男は僕の手を払いのけながら、その場を離れるべく歩き出した。走って逃げることはなかった。走ると目立つと思ったのか、もしくは男が太っていたからかもしれない。僕はなおも警察を呼んでくれと叫びながら、逃がさないように男を追った。周囲を野次馬が取り囲んで、輪になって一緒に移動した。よっちがひとり、荷物を見張るために残された。
20メートルほど歩いたところで、警官が次々とやってきた。僕はホッとした、まさか自分で男を捩じ伏せるわけにもいかない。警官が男の体を調べると、身分証の後、カミソリの刃が発見された。3センチ四方ほどの大きさで、片側は金属のカバーがついている。掌で隠してカバンを切るのに都合がいい。
よっちのことが気になって振り返ると、自分の荷物を背負い、僕のバックパックを半ば引きずるようにしてやってくる姿が見えた。誰かが運んでやると申し出たらしいが、信用できないのでひとりで運んできたという。そりゃそうだ、こんなに立て続けに悪人に出会えば、もう誰も信用できない。
男の手に手錠がはめられた。事情聴取のため、僕とよっちも同行することになった。荷物を持ったまま、宿よりも先に、またもやパトカーに乗って警察署へ…。

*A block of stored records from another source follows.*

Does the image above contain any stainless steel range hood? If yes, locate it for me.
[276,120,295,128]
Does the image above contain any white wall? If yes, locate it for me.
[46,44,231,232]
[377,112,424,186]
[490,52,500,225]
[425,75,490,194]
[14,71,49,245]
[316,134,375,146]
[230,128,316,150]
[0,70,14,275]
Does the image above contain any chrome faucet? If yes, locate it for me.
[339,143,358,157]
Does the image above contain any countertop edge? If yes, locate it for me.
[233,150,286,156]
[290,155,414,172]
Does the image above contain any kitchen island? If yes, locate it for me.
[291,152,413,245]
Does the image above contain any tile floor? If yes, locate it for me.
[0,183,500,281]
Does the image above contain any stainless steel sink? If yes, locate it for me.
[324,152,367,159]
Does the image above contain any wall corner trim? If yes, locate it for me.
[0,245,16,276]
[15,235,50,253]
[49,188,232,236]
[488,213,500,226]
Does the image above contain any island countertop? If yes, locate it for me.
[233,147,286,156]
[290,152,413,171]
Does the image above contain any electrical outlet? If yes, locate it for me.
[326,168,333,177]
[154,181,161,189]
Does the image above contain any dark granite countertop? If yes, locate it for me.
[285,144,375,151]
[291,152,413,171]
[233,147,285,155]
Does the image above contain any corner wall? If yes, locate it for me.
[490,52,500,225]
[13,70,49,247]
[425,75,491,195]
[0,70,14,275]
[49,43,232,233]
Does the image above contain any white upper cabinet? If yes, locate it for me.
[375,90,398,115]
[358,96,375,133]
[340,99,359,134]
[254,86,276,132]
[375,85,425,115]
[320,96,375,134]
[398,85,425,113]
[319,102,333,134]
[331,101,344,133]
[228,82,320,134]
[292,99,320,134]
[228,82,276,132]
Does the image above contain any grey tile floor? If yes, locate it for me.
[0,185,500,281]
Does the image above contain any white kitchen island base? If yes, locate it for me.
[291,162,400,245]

もう、ただの、けだものの世界ですね。正義のルールなんか、あったもんじゃない!情けない国ですね。貧しさゆえ、だけではないでしょう。国民性も十分ありますよね。日本人なら、努力、我慢、向上心、など、国民カラーがまだまだ存在するので、こう、荒廃した国民性にはならないでしょうが。・・・いわば、国民の品格・・・
日本人は、目立たないけど、世界でも指おりの品格のあるくにではなかろうか、と、サミットをニュースで見ながらそう思いました。これぐらい自らの国を自らほめても、よそと比べてもまだまだ控えめすぎぐらいですよね。
教育と思想が健全な国、には、富が寄り、教育・自由を奪われた国は、荒廃の道へとなりますよね。
ここで体験されたことが、日本人の観光だけにとどまらず、世界観、広い分野で、役に立つことを願ってます。くれぐれも、トラブルに巻き込まれないように、気をつけて、・・・なにか、空手できる?といいけど。
大輔さん:
実はバスの中では財布を出さないほうがいいのですよ。ホテルを出るときにその日に使う分の現金をポケットに入れておくといいです。外では誰が見ているかわからないので、貴重品はかばんから出さないことを心がけて下さい。ちょっとご飯を食べに、買い物にでかけるくらいならかばんではなく黒いビニール袋にものを入れてしっかり腕に抱えて出かけるほうがずっと目立ちません。よっちさんがもしピアスをつけられているのなら外でははずされたほうがいいでしょう。泥棒が耳から引きちぎって持っていってしまいます。
アンティグアはのんびりしたいい町だと聞いていますので首都よりは安心して歩けるのではないでしょうか。楽しい時間をお過ごし下さい。